Liquor store operators say they should be authorized to sell recreational marijuana when it's legalized in Canada.

Liquor stores aim to sell marijuana

Private, government stores 'best suited' to become weed dealers, say union, store owners

Liquor stores – both private- and government-run outlets – should be authorized to sell recreational marijuana when the federal government delivers on its election promise to bring in a new regulated system.

That’s the pitch coming from the B.C. Government and Service Employees’ Union, which represents government store workers, and the B.C. Private Liquor Store Association.

The two groups, normally competitors, joined forces Wednesday to argue their stores are well qualified to responsibly handle legalized marijuana, alongside beer, wine and spirits.

“We haven’t been aligned in the past  but we are aligned on this issue,” said Damian Kettlewell of the private stores association.

“We’re suggesting that we have the experience and the knowledge and, eventually, the product training to sell this product in liquor stores.”

He emphasized the aim is to serve as the retailers for recreational pot only, and not compete with existing medical marijuana providers.

Liquor stores are already required to check ID to ensure patrons are over 19 to prevent alcohol purchases by youth, said BCGEU president Stephanie Smith.

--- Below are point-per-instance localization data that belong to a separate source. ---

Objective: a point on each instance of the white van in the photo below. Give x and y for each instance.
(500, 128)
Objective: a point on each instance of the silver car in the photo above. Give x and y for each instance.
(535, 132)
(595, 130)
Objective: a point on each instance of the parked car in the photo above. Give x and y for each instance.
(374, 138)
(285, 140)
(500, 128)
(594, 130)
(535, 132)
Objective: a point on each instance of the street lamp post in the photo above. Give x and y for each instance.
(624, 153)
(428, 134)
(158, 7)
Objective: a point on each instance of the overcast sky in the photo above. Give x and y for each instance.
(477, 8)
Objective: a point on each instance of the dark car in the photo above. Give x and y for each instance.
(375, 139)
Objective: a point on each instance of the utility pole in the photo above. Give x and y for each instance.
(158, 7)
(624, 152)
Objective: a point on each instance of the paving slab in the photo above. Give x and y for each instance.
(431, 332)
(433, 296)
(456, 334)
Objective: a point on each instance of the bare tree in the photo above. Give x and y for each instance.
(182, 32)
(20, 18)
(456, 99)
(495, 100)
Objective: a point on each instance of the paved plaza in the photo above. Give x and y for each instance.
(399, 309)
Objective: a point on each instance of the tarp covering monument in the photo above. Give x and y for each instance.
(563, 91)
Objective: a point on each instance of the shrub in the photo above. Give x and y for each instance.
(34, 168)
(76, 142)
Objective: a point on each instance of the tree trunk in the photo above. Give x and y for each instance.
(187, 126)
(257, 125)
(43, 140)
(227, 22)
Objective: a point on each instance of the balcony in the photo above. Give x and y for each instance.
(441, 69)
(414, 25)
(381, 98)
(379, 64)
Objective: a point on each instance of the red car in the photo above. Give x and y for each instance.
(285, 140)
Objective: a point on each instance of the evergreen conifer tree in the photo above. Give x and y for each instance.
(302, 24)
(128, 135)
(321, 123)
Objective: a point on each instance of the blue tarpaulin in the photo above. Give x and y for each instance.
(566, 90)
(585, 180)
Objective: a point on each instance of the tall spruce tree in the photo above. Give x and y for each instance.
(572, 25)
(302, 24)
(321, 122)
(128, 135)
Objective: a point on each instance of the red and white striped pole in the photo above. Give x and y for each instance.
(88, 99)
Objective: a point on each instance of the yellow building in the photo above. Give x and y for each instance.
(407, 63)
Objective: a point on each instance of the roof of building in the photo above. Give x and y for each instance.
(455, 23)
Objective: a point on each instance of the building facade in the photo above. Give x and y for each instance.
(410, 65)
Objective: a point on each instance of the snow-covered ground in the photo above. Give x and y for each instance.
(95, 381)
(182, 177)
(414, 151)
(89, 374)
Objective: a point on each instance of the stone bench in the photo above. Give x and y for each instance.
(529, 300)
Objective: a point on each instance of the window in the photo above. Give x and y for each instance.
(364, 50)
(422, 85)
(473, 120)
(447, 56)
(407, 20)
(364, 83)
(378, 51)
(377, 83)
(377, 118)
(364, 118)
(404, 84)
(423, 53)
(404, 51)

“Liquor stores provide the most strictly controlled system for accessing a controlled substance, and are best suited for the retailing of non-medical marijuana,” she said.

“We have an effective warehousing, retail and distribution system in place. There is no need to reinvent the wheel.”

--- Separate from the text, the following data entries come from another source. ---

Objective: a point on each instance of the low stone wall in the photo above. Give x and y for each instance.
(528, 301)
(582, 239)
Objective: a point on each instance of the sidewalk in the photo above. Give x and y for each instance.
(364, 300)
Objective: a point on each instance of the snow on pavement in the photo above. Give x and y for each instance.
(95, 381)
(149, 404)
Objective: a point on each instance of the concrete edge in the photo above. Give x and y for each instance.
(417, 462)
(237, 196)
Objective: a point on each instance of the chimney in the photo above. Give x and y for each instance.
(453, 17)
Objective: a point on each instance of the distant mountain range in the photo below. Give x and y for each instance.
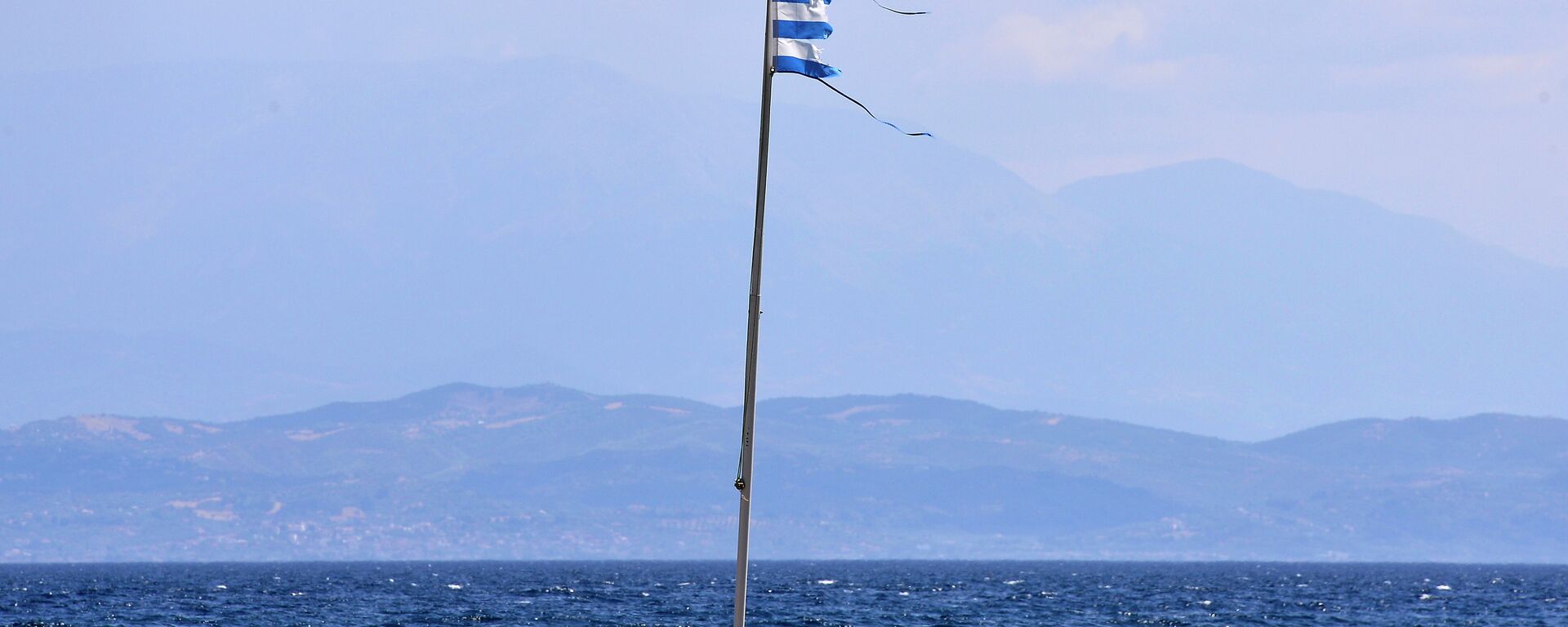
(231, 240)
(549, 472)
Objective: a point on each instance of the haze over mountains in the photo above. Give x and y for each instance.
(468, 472)
(231, 240)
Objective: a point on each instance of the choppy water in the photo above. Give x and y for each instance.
(833, 593)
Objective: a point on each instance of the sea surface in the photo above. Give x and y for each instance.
(786, 593)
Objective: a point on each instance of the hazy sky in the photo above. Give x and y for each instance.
(1450, 110)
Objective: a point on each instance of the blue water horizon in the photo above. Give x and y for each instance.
(784, 593)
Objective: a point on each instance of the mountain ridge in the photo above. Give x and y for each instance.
(470, 472)
(501, 221)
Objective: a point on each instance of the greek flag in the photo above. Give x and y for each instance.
(795, 24)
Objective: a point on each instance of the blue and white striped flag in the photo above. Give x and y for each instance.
(797, 24)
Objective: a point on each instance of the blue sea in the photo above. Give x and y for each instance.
(786, 593)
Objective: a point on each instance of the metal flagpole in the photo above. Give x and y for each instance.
(750, 408)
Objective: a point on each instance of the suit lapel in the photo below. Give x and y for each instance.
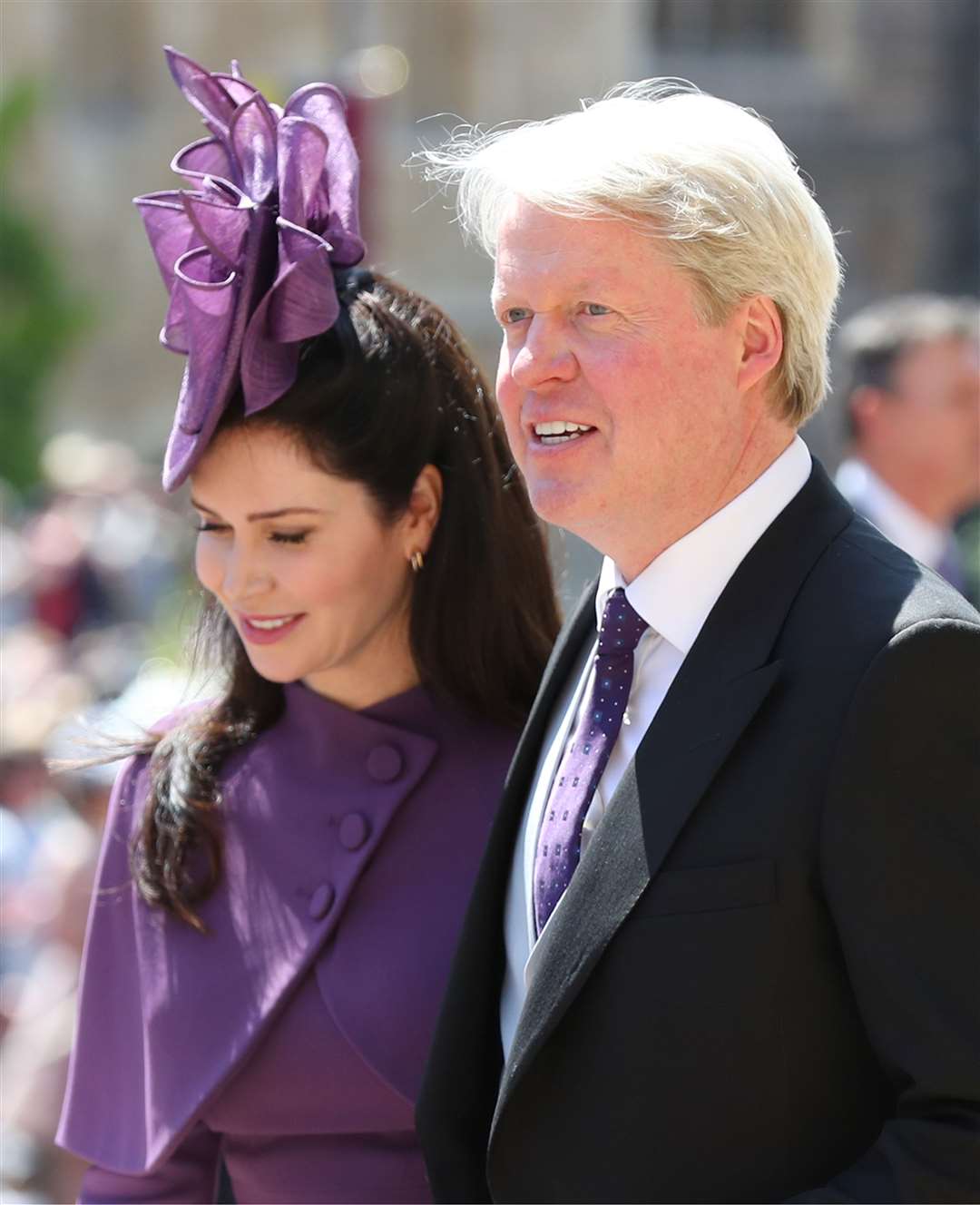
(722, 683)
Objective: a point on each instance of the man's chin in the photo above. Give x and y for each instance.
(565, 505)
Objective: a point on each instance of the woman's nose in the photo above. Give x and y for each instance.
(544, 356)
(244, 577)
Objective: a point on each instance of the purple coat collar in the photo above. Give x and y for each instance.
(166, 1014)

Prime Minister Justin Trudeau has so far set no timeline to legalize and regulate non-medical marijuana.

The City of Vancouver has been developing its own licensing system to authorize a limited number of marijuana storefronts and some other municipalities have considered a similar approach.

Asked if the new partnership is an attempt to head off yet more pot stores springing up and gaining local government approval, Kettlewell said there’s no need to create a new government bureaucracy to govern pot sales.

“There are some dry communities in B.C. that do not sell liquor,” Kettlewell said. “If there’s a municipality out there that does not want the sale of non-medical marijuana in their community, we’d fully respect that.”

He noted provincial rules currently require a minimum one-kilometre separation between private liquor stores and he’d expect municipalities that permit recreational pot would in most cases apply zoning rules that could further restrict locations, potentially with minimum buffers from schools and parks.

Don Briere, owner of the 19-store Weeds Glass and Gifts chain of marijuana storefronts, said he’s not worried about liquor outlets wresting away the burgeoning business.

“We are responsible,” he said. “We have many, many years of experience. They have none. If they want to jump on the bandwagon, you know what? It’s free enterprise. They can get in line behind the people who already have 20, 30 years in the industry.”

He argued retail sales of pot and booze should not happen in the same outlet.

“Alcohol and cannabis do not mix,” Briere said. “People get whacked out enough as it is. You get a drunk person buying cannabis and they smoke that – it’s like mixing all your prescription pills and drinking.”